A mildly difficult Algbra problem

$\dfrac{Z}{G} = 1 - \dfrac{R}{r}$

$\implies \dfrac{Z}{G} = \dfrac{r - R}{r}$

$\implies \dfrac{G}{Z} = \dfrac{r}{r - R}$

$\implies G = \dfrac{rZ}{r - R}$

(Before we do this, it's important to note that uppercase R and lowercase r are different variables.) Notice that G is in a fraction, so we must clear the fraction and get G out of it. And since the equation has 2 fractions, we may as well clear both of them. To do that, we must multiply both sides by the Lowest Common Denominator. (LCD) And the LCD of these 2 fractions is Gr. So then, we put Gr in the numerator of another fraction and make 1 the denominator like this: $\frac{Gr}{1}$ and we put that next to $\frac{Z}{G}$ . Then we can cancel the G's. that leaves us with r/1 (which is just r) and Z. Now to fix the other side.

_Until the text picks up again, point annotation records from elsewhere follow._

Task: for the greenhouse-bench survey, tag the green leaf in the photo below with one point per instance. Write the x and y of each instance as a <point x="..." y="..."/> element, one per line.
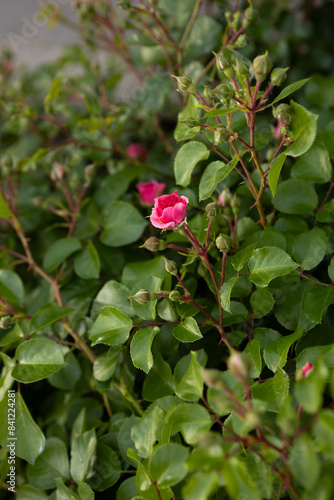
<point x="105" y="364"/>
<point x="304" y="462"/>
<point x="323" y="431"/>
<point x="192" y="420"/>
<point x="196" y="46"/>
<point x="273" y="391"/>
<point x="239" y="484"/>
<point x="190" y="387"/>
<point x="140" y="348"/>
<point x="295" y="197"/>
<point x="106" y="469"/>
<point x="317" y="299"/>
<point x="186" y="159"/>
<point x="38" y="358"/>
<point x="268" y="263"/>
<point x="52" y="463"/>
<point x="200" y="486"/>
<point x="11" y="286"/>
<point x="289" y="308"/>
<point x="26" y="492"/>
<point x="67" y="377"/>
<point x="187" y="331"/>
<point x="262" y="302"/>
<point x="220" y="112"/>
<point x="275" y="354"/>
<point x="127" y="490"/>
<point x="167" y="465"/>
<point x="47" y="315"/>
<point x="309" y="248"/>
<point x="146" y="311"/>
<point x="289" y="89"/>
<point x="87" y="263"/>
<point x="274" y="172"/>
<point x="136" y="271"/>
<point x="253" y="351"/>
<point x="214" y="173"/>
<point x="303" y="129"/>
<point x="113" y="294"/>
<point x="238" y="314"/>
<point x="30" y="440"/>
<point x="309" y="391"/>
<point x="225" y="293"/>
<point x="182" y="131"/>
<point x="330" y="270"/>
<point x="327" y="212"/>
<point x="160" y="381"/>
<point x="240" y="258"/>
<point x="4" y="209"/>
<point x="112" y="327"/>
<point x="313" y="166"/>
<point x="59" y="251"/>
<point x="82" y="450"/>
<point x="63" y="492"/>
<point x="122" y="223"/>
<point x="85" y="492"/>
<point x="146" y="432"/>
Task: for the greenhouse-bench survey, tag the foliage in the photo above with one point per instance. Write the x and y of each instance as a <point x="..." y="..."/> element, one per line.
<point x="204" y="369"/>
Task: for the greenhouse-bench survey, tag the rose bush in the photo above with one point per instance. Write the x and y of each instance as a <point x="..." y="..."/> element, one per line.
<point x="148" y="191"/>
<point x="169" y="211"/>
<point x="186" y="364"/>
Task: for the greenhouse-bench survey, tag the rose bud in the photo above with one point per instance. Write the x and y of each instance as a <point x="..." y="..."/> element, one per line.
<point x="307" y="368"/>
<point x="262" y="66"/>
<point x="148" y="191"/>
<point x="278" y="75"/>
<point x="169" y="211"/>
<point x="153" y="244"/>
<point x="136" y="152"/>
<point x="223" y="243"/>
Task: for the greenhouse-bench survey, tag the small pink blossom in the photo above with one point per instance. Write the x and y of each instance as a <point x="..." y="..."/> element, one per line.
<point x="136" y="151"/>
<point x="169" y="211"/>
<point x="306" y="369"/>
<point x="148" y="191"/>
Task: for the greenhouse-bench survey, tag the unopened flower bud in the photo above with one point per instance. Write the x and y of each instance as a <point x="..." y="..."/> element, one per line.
<point x="207" y="93"/>
<point x="142" y="296"/>
<point x="211" y="210"/>
<point x="224" y="64"/>
<point x="89" y="172"/>
<point x="6" y="322"/>
<point x="223" y="91"/>
<point x="241" y="68"/>
<point x="57" y="172"/>
<point x="174" y="296"/>
<point x="225" y="198"/>
<point x="220" y="135"/>
<point x="223" y="243"/>
<point x="170" y="266"/>
<point x="262" y="66"/>
<point x="307" y="368"/>
<point x="250" y="14"/>
<point x="283" y="113"/>
<point x="185" y="84"/>
<point x="278" y="75"/>
<point x="239" y="365"/>
<point x="236" y="205"/>
<point x="153" y="244"/>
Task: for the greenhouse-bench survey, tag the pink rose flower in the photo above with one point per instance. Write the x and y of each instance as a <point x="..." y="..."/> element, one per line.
<point x="148" y="191"/>
<point x="306" y="369"/>
<point x="169" y="211"/>
<point x="136" y="151"/>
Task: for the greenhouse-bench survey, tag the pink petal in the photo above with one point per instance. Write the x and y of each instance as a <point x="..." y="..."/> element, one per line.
<point x="179" y="212"/>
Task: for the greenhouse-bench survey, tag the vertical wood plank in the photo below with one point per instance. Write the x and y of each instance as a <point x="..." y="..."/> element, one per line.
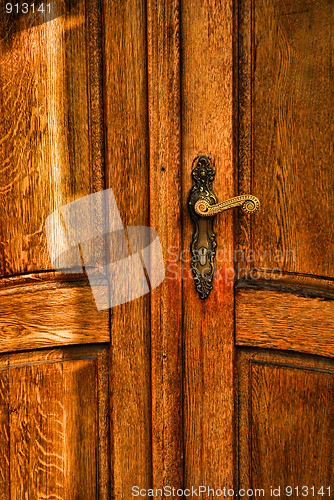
<point x="36" y="431"/>
<point x="125" y="56"/>
<point x="207" y="103"/>
<point x="4" y="436"/>
<point x="81" y="426"/>
<point x="285" y="134"/>
<point x="165" y="203"/>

The right side of the equation looks like this: Gr(1- $\frac{R}{r}$ ) So we need to put Gr over 1, like this: $\frac{Gr}{1}$ and do that times $\frac{R}{r}$ but before we multiply, we can cancel out the 2 lowercase r's, leaving us with G times R, meaning the whole leftover equation looks like this: rZ=Gr-GR. Next, we keep to get the G outside parentheses but leave the R and r inside by reverse distributing, leaving us with this: rZ=G(r-R). (And remember that parentheses means the entire quantity inside parentheses needs to be divided by the quantity outside parentheses.) So, we need to undo that quantity, rZ=G(r-R), by multiplying, (Look online if you don't know how to do that) and it would leave us with this: $\frac{rZ}{(r-R}$ = $\frac{G(r-R}{(r-R}$ And since a fraction just means the Numerator is divided by the denominator, it would make the right side equal to just G, and then switch it around so the G is on the left side, G= $\frac{rZ}{r-R}$ and that's the answer!